JMA/Kodjo Adédzé: « L’accréditation est l’un des piliers de l’infrastructure de la qualité »

Le ministre de la Commerce, de l’Industrie et de la Consommation locale, M. Devon Tépé Kodjo Adedze, rappelle à l’occasion de la 14ème Journée Mondiale de l’Accréditation ( JMA), qu’elle est commémorée dans le « but de faire rayonner partout dans le monde l’importance des activités d’accréditations pour l’économie mondiale et le rôle joué par celle-ci pour répondre aux besoins de tous les secteurs ».

Chaque 9 juin est célébrée la journée mondiale de l’accréditation. Le thème choisi cette année est « L’accréditation supporte la mise en œuvre des objectifs de développement durable ».

Selon le ministre, « Ce thème vient à point nommé car notre pays est fortement engagé dans la mise en œuvre des dix-sept (17) ODD avec ses cent soixante-neuf (169) cibles définis par l’Organisation des Nations Unies (ONU) », surtout que, enchaîne-t-il, elle « est une procédure par laquelle une instance habilitée reconnaît formellement la compétence d’un organisme ou d’une personne à mener des tâches particulières. Elle est l’un des piliers fondamentaux de l’infrastructure de la qualité », relevant en outre qu’ « Elle est l’un des piliers fondamentaux de l’infrastructure de la qualité ».
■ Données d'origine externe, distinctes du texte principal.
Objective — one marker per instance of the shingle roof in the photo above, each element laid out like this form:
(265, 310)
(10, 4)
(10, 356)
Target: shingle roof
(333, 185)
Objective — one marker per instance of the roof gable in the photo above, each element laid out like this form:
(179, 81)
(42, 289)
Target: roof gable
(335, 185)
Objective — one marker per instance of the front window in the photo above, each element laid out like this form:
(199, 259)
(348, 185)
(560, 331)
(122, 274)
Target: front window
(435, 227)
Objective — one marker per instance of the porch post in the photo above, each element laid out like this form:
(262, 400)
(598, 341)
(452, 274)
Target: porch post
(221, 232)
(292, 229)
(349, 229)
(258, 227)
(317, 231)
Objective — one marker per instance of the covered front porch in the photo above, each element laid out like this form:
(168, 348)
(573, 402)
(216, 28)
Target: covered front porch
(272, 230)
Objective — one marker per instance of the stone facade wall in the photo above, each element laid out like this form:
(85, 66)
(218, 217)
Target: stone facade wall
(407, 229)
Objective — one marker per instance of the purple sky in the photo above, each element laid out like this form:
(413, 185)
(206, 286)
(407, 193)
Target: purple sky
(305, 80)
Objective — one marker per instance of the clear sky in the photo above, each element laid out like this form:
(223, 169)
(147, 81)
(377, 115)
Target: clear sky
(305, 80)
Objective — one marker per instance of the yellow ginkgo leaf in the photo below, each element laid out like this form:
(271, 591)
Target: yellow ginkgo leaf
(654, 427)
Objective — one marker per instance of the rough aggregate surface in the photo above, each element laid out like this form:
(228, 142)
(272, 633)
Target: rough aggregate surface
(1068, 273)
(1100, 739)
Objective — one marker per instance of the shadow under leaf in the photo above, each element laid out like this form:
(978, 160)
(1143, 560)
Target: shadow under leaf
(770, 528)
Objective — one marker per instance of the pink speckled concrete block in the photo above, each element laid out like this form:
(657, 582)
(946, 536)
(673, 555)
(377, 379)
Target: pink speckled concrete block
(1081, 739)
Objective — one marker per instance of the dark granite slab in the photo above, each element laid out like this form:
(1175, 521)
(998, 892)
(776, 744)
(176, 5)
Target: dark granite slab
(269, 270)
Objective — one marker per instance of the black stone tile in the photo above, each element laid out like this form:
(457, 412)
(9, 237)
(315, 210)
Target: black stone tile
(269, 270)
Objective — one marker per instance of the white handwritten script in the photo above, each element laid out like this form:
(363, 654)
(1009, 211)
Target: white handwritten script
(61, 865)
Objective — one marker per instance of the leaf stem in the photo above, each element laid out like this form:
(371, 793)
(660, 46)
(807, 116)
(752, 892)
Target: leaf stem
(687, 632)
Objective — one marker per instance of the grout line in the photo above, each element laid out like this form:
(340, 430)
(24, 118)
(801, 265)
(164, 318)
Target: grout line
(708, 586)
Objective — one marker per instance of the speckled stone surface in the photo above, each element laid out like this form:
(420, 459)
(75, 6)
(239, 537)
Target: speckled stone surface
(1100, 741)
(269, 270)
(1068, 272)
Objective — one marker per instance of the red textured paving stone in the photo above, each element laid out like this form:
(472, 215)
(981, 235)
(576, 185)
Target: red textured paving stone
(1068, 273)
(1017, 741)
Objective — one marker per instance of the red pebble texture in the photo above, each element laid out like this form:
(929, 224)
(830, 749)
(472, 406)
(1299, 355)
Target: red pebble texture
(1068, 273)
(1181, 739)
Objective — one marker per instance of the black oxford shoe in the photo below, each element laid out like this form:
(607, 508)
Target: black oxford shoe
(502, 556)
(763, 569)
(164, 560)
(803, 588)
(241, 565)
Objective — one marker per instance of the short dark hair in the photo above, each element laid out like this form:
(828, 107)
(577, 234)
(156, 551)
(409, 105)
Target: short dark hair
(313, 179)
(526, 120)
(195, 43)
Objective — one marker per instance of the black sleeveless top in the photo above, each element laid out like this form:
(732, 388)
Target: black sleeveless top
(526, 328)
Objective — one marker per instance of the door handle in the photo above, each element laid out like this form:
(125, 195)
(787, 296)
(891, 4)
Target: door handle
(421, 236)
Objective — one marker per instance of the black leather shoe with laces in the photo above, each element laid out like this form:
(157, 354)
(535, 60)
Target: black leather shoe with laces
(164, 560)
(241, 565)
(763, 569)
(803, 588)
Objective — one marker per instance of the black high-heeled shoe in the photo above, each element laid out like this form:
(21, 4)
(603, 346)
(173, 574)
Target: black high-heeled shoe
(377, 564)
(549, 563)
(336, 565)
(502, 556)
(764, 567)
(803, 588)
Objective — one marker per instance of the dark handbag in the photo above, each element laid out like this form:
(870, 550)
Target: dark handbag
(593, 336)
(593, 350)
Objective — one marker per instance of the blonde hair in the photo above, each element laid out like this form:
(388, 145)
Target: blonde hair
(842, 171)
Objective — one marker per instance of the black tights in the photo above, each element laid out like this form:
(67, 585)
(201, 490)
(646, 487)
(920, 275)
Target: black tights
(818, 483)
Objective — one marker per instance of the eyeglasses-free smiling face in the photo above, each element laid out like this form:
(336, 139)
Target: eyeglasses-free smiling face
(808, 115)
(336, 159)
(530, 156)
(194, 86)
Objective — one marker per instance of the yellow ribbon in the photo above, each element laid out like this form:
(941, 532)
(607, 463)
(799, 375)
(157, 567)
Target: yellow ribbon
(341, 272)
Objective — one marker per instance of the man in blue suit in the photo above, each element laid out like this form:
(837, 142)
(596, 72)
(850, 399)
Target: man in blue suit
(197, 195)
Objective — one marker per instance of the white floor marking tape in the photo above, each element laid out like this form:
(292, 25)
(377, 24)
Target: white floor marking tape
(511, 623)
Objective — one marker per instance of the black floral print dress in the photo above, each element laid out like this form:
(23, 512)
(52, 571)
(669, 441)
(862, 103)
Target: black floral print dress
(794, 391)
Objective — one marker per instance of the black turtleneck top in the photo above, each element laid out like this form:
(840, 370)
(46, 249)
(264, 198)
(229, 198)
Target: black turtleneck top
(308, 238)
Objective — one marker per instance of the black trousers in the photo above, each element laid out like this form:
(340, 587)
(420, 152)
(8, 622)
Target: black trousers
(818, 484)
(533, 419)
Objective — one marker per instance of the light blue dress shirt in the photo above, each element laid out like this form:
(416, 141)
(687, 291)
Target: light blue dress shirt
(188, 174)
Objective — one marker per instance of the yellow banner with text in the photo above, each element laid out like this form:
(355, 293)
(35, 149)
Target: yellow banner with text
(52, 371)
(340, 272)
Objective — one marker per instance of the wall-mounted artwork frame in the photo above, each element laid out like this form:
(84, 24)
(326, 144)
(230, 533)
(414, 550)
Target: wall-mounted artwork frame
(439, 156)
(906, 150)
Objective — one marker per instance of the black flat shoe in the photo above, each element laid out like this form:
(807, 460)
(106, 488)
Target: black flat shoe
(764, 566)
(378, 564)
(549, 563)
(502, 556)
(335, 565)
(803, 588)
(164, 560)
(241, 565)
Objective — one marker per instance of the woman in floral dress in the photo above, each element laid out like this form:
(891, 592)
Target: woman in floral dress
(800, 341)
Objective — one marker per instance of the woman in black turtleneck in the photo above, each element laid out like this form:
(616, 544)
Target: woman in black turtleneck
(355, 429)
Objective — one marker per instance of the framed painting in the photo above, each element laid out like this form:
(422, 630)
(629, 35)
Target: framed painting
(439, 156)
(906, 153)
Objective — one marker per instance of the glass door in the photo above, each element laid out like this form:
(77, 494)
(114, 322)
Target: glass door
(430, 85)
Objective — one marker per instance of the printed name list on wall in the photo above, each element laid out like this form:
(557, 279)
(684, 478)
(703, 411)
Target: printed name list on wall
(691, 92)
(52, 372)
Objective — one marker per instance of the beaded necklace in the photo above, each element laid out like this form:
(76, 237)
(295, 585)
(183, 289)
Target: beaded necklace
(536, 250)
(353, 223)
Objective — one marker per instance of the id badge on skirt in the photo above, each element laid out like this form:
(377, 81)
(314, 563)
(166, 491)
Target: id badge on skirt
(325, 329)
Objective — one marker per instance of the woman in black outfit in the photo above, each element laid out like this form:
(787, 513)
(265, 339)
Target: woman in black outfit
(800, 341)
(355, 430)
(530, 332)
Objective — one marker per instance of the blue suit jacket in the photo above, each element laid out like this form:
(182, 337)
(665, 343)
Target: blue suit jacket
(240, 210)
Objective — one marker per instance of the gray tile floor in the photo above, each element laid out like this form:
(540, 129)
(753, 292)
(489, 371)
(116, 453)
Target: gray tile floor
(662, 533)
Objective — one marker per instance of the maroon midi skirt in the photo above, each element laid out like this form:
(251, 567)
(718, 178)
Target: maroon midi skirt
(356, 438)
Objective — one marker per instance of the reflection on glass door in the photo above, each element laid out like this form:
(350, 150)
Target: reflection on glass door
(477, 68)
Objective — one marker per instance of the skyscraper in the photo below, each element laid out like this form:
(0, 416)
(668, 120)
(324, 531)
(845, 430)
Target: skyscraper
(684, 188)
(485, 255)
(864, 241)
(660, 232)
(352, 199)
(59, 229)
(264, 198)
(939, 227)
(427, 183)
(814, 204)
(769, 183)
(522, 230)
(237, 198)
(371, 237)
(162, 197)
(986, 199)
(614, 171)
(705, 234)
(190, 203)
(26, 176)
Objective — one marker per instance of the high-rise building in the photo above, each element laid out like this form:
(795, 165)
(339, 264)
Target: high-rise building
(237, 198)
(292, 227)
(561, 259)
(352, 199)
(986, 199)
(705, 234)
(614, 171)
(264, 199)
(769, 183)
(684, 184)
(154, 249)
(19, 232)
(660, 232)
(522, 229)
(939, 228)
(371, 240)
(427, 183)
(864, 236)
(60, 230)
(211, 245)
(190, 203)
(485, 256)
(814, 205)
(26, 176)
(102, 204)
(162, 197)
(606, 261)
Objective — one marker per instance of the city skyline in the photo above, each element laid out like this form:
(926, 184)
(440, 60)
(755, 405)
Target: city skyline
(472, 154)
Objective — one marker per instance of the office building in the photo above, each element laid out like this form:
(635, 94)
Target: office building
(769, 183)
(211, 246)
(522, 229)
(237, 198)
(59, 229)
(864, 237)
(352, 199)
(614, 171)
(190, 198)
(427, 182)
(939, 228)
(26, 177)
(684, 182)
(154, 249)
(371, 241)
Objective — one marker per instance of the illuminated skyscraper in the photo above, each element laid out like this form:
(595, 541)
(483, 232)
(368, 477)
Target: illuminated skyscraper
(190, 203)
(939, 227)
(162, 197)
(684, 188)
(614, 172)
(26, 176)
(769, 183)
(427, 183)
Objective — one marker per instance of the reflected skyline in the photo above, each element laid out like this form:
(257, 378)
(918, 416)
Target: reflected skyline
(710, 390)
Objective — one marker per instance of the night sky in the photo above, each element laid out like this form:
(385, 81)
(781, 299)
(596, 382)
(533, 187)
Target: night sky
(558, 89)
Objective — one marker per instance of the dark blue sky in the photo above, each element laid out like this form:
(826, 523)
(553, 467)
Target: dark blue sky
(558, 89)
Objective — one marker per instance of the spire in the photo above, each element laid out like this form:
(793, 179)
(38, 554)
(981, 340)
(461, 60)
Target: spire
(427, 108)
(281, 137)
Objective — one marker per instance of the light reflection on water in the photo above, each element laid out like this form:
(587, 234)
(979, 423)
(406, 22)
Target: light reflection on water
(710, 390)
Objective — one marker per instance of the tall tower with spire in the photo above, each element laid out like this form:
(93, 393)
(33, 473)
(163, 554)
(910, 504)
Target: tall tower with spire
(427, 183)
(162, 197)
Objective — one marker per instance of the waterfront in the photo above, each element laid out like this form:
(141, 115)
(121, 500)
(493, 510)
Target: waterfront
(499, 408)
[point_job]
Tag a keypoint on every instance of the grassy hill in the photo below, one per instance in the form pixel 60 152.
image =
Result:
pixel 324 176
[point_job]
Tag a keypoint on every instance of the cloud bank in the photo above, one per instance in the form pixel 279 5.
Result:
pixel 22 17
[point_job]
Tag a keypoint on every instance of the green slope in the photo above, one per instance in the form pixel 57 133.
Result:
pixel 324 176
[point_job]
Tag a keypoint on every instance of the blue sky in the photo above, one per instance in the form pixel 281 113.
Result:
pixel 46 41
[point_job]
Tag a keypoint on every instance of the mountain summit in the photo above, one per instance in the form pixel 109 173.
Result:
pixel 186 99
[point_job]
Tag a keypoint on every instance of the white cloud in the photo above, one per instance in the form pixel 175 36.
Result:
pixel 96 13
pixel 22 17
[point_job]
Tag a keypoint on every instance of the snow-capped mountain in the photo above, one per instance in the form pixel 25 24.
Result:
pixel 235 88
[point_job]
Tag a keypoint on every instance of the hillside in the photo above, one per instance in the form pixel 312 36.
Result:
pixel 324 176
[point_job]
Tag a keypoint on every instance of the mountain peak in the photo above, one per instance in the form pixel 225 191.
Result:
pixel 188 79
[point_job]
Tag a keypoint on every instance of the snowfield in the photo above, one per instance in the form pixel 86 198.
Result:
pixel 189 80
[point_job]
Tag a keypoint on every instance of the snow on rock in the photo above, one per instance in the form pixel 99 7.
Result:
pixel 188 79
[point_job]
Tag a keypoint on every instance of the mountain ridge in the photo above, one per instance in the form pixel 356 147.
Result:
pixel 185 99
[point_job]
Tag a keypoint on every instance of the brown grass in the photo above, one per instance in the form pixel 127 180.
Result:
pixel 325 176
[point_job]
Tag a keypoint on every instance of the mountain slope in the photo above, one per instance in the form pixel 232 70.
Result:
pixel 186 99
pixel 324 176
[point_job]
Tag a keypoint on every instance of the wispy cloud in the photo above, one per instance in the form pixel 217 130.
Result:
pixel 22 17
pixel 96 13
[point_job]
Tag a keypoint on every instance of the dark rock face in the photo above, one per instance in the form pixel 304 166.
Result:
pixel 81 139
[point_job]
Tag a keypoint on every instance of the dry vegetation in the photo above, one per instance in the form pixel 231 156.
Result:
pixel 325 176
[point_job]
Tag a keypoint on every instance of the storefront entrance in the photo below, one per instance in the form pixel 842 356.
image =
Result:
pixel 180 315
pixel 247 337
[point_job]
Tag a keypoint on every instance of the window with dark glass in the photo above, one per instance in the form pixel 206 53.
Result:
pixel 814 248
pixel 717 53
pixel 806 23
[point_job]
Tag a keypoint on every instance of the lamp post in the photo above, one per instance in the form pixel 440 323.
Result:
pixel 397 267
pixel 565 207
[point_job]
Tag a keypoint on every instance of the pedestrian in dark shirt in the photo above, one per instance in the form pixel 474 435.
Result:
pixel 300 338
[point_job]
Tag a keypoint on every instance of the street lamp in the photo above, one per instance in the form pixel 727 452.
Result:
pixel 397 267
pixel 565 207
De façon générale, l’accréditation permet la fourniture des bases techniques et opérationnelles essentielles au fonctionnement de la société. Elle soutient les programmes de développement des Etats en commerce transfrontalier, sécurité alimentaire, sécurité sanitaire des aliments, santé, protection de l’environnement, développement industriel et infrastructures.

De plus, l’accréditation fournit une plateforme de confiance pour la définition, le développement et la vérification des exigences relatives aux produits et services, contribuant ainsi à garantir et à démontrer que ceux-ci répondent aux normes spécifiques.

Raison pour laquelle, « En matière de commerce, l’article 8, de l’annexe 6, de l’accord relatif à la ZLECAf, recommande le recours aux organismes d’évaluation de la conformité accrédités comme outils de facilitation des échanges entre les Etats membres de l’Union Africaine », relève également Kodzo Adédzé dans son message.

Le Système ouest africain d’accréditation (SOAC), couvrant les besoins des huit (8) Etats membres dans le domaine, permet la réduction des coûts élevés d’accréditation des différents organismes d’évaluation de la conformité (OEC) de nos pays imposés par des organismes d’accréditation étrangers.

Au Togo, il est adopté la loi cadre n° 2009-016 du 12 août 2009 pour sa promotion en créant la Haute autorité de la qualité et de l’environnement (HAUQE) et ses structures techniques notamment le Comité Togolais d’Agrément (COTAG), entre autres.